Николай Павлович часто любил здесь бывать один, без сопровождающих и охраны. Он просыпался рано. Работал в своем маленьком кабинете. Потом выходил на набережную Невы. Шел к Летнему саду, здороваясь со встречными знакомыми. О чем думал он? Чем любовался? О чем мечтал этот странный человек с чертами бога, умерший в походной кровати, как рядовой солдат? И понимал ли перед смертью император, что все хорошее, полезное, что он сделал для России, вскоре забудется, в памяти останутся события на Сенатской площади, завершившиеся казнью одних декабристов и ссылкой в Сибирь других, и проигранная им Крымская война. К концу царствования его старшего брата Александра I внешний долг России достиг 102 миллионов рублей в пересчете на серебро. Страна была наводнена бумажными деньгами, стоимость которых неуклонно падала. Денежная реформа 1839 -1843 годов, затеянная и осуществленная в период правления Николая I, была наиболее выдающимся шагом в преобразовании финансовой системы государства. Император-реакционер, как за глаза называли его многие из современников, упорядочил и вывел на качественно новый уровень денежную политику России.

Совершенствование денежной системы, имевшее целью введение новых принципов ее организации, устранение из обращения обесценившихся госассигнаций, началось именно с принятия им Манифеста 1839 года «Об устройстве денежной системы». В основу денежного обращения был положен серебряный рубль.
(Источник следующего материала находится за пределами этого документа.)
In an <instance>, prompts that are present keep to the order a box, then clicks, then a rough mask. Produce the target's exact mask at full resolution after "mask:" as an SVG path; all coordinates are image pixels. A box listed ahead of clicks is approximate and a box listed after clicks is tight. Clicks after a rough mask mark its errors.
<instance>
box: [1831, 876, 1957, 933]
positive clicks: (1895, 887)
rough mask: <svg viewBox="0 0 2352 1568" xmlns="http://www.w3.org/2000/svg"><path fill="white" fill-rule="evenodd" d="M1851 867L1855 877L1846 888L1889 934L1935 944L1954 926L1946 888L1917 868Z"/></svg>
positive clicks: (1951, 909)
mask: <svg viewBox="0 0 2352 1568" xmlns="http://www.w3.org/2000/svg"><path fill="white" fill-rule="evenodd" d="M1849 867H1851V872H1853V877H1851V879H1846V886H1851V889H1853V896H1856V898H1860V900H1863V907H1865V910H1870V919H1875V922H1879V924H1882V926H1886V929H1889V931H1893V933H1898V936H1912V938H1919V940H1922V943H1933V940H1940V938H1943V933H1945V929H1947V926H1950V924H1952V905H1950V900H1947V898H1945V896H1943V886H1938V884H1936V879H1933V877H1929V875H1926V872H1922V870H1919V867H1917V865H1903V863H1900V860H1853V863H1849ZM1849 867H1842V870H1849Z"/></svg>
Учреждение депозитной кассы серебряной монеты при Коммерческом банке стало следующим шагом, способствующим укреплению доверия населения к денежным знакам, оживлению предпринимательства, росту внешней и внутренней торговли. С 1843 года ассигнации начали постепенно изыматься из обращения и обмениваться по обязательному курсу на кредитные билеты, свободно размениваемые на серебро.

«Сейчас кто-нибудь об этом помнит? – спросил себя Штиглиц, хотя на этот счет у него сомнений не было. – Чуть возникнут какие затруднения в экономике, финансах, сразу Крымскую войну притягивают, дескать, ее последствия. Так и со строительством железной дороги – говорят уже, что проигрыш в войне подтолкнул к началу прокладывания железнодорожных веток на юг, на Варшаву, к Нижнему Новгороду. Будто и не было построенных при Николае I железной дороги на Царское Село и главной артерии страны Санкт-Петербург – Москва». Барон попытался отвлечься любованием природы. Прислушался, стараясь уловить пение птиц. Но тщетно. Мозг настойчиво требовал принять информацию: «Вспоминая о несправедливо забытых деяниях Николая Павловича, ты думаешь не столько о его судьбе, сколько о себе. Продолжай заниматься благотворительностью, жертвуй средства на институты, училища, дома престарелых и инвалидов, старайся поднимать престиж России за границей, помогай Министерству финансов укреплять рубль, все равно ты войдешь в историю как банкир, наживший огромное состояние на спекуляциях, продаже российского золота за рубеж, манипуляциях с акциями Главного общества российских железных дорог. Перед тобой пример умершего императора. Разве это не так?»

Подойдя к карете, Штиглиц бросил взгляд на раскрытые створки ворот Летнего сада. Где-то здесь пять лет назад находясь в зените славы, он, молодой и преуспевающий банкир, встретил одинокого волка. Тогда барон испугался. Сегодня он с жалостью думал о звере, загнанном людьми и убитом ими.